The effects of higher yields and broader market stress spread well beyond stocks and bonds. Gold and silver, which often attract investors during periods of uncertainty, dropped sharply instead of rising. That unusual move suggested that investors were not simply fleeing risk but were also adjusting positions in response to higher real yields and shifting expectations for monetary policy. Shares of major mining companies followed metals lower, adding to the day’s losses across commodity-linked sectors.

Not every stock fell. Rivian Automotive moved higher after announcing a major partnership involving investment from Uber and plans tied to autonomous robotaxis. Even so, isolated corporate gains did little to offset the larger market narrative. Investors remained focused on geopolitical risk, energy supply threats, and the possibility that the conflict could keep inflation elevated and monetary policy tighter than markets had hoped.

The result is a market environment defined by uncertainty and fragility. Oil’s brief move above $119 per barrel was not just another commodity headline. It signaled that investors are taking seriously the possibility of a prolonged shock to global energy supply. At the same time, the selloff in stocks and the climb in Treasury yields show that markets are adjusting to a more difficult scenario for growth, inflation, and central bank policy.

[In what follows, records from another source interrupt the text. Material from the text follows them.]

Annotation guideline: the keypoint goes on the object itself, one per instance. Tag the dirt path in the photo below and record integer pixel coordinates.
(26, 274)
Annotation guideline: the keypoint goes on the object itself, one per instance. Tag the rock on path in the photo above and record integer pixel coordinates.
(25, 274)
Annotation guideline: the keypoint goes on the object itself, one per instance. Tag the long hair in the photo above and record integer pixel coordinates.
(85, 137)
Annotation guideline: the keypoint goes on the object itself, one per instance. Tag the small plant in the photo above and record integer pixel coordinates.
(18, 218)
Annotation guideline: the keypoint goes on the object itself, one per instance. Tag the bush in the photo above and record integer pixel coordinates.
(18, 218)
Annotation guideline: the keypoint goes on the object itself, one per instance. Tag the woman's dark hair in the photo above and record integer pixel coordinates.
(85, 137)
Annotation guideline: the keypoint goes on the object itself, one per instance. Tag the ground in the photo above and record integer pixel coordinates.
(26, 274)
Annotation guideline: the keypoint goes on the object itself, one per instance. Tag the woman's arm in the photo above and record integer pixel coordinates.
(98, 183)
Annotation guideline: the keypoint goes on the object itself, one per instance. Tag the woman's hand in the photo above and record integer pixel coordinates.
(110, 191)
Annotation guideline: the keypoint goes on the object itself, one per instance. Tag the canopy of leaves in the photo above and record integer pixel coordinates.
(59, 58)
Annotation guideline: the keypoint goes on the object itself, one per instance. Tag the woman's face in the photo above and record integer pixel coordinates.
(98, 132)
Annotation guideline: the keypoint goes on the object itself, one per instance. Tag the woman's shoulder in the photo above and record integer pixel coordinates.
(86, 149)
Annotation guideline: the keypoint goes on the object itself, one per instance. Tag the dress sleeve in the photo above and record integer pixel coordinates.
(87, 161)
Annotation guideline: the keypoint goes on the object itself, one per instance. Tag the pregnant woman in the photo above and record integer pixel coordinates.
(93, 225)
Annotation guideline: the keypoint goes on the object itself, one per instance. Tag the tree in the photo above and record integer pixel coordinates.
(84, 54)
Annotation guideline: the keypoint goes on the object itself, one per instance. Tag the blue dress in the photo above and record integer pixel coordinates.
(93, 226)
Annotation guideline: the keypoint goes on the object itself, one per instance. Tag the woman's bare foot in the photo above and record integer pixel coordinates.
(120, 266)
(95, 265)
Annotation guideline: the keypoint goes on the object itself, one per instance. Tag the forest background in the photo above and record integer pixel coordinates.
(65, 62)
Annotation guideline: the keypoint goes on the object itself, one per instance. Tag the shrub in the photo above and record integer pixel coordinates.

For households and businesses, the implications are broad. Higher oil prices can translate into more expensive gasoline, transportation, and goods. Higher yields can push up mortgage rates and loan costs. Lower stock prices can weigh on confidence and investment. Taken together, those forces suggest that the war’s impact is extending far beyond the battlefield and into the financial foundations of the global economy.